Mais il y a 32 ans, je fis une rencontre qui allait marquer un tournant dans mon existence. Un soir, alors que j’observais la mer depuis le Cap Sérénité, je ressentis soudainement une présence. En me retournant, je vis qu’un homme vêtu d’une longue robe jaune se tenait derrière moi. Comment avait-il pu trouver l’accès menant à cet endroit alors que je le dissimulais à l’aide de mes pouvoirs ? L’intrus semblait un peu plus âgé que moi, il devait avoir une soixantaine d’années. Il me fixait silencieusement, mais je sentais que son regard transperçait mon esprit, comme s’il pouvait lire dans mes pensées. Je n’avais plus ressenti cela en face de quelqu’un depuis la disparition de mes parents. L’homme en jaune m’adressa un grand sourire et me lança d’une voix chaleureuse :
— Gensîl, je suis si heureux de vous avoir enfin trouvé.
Comment connaissait-il mon nom ? Le simple fait de connaître mon existence était inexplicable, mais cela dépassait tout… Je tentai de garder mon calme et d’essayer à mon tour de déchiffrer les pensées de l’homme qui me faisait face, mais je ne ressentais presque rien. Je n’avais même pas détecté sa présence avant qu’il ne soit à 5 mètres de moi.
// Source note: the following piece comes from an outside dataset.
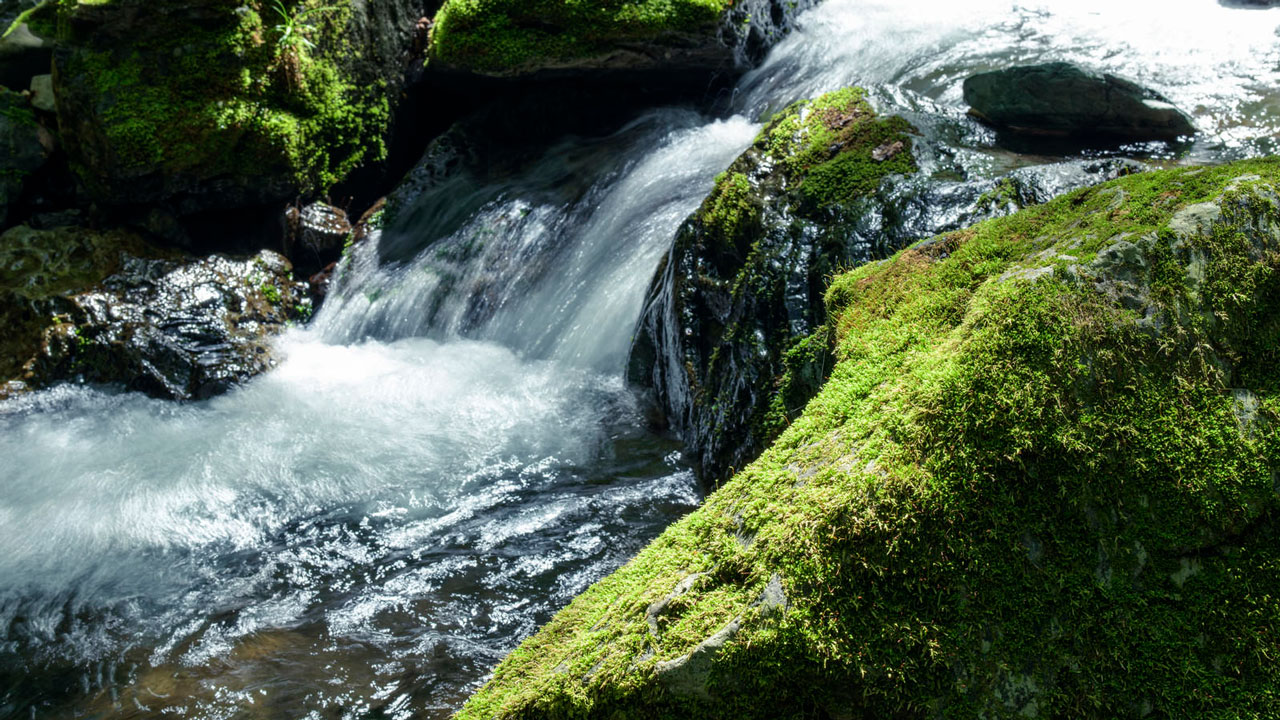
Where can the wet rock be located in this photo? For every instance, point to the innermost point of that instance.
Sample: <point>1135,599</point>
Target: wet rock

— Vous avez bien développé vos facultés, continua-t-il, c’est une excellente chose. Mais il vous reste encore beaucoup à apprendre sur les pouvoirs des Sages.
Les Sages ? De quoi voulait-il parler ? Au fond de moi, j’avais l’intime conviction que tout cela était lié aux 4 Confréries, mais jamais mes parents ne m’avaient parlé de ce détail.
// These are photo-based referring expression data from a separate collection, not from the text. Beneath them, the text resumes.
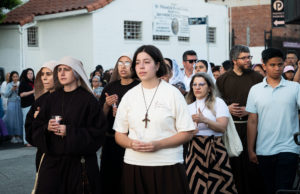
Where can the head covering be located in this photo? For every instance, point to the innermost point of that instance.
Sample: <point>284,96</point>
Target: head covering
<point>77,67</point>
<point>115,74</point>
<point>97,77</point>
<point>288,68</point>
<point>38,84</point>
<point>178,75</point>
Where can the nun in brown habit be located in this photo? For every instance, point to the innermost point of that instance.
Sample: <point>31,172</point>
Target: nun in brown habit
<point>71,140</point>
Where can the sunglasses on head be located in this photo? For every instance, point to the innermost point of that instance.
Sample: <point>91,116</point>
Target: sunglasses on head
<point>192,60</point>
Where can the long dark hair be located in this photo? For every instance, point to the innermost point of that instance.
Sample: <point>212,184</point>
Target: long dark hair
<point>155,54</point>
<point>24,78</point>
<point>211,97</point>
<point>11,74</point>
<point>115,74</point>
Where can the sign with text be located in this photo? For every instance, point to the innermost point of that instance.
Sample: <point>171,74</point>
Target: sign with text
<point>197,21</point>
<point>277,13</point>
<point>170,20</point>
— Qui êtes-vous ? répondis-je avec méfiance. Vous appartenez à une Confrérie ?
L’homme continua de me dévisager avec attention avant de répondre :
— Il semble que vous ayez reçu une partie des enseignements fondamentaux. C’est un début. Mais vous ignorez encore beaucoup. Je vous demande de me suivre. Vous avez besoin de compléter votre éducation avant de pouvoir remplir votre rôle.
Moi qui étais toujours calme et serein, je ressentis un mélange d’inquiétude et de confusion.
— Mon rôle ? De quoi voulez-vous parler ? J’ai toujours vécu dans cette forêt, ma place n’est nulle part ailleurs.
— Ne jouez pas la carte de la naïveté, Gensîl. Vous savez que vous venez d’ailleurs. Peut-être vos géniteurs vous ont-ils gardé dans l’ignorance, mais vous savez que vous êtes différent. Votre pouvoir implique de grandes responsabilités.
Mon interlocuteur balaya l’horizon du regard et poussa un profond soupir.
— Je vais être bref, Gensîl. Vous êtes issu de la lignée des Sages, et votre place est au sein de la Confrérie de la Terre. Votre rôle est fondamental afin de la guider.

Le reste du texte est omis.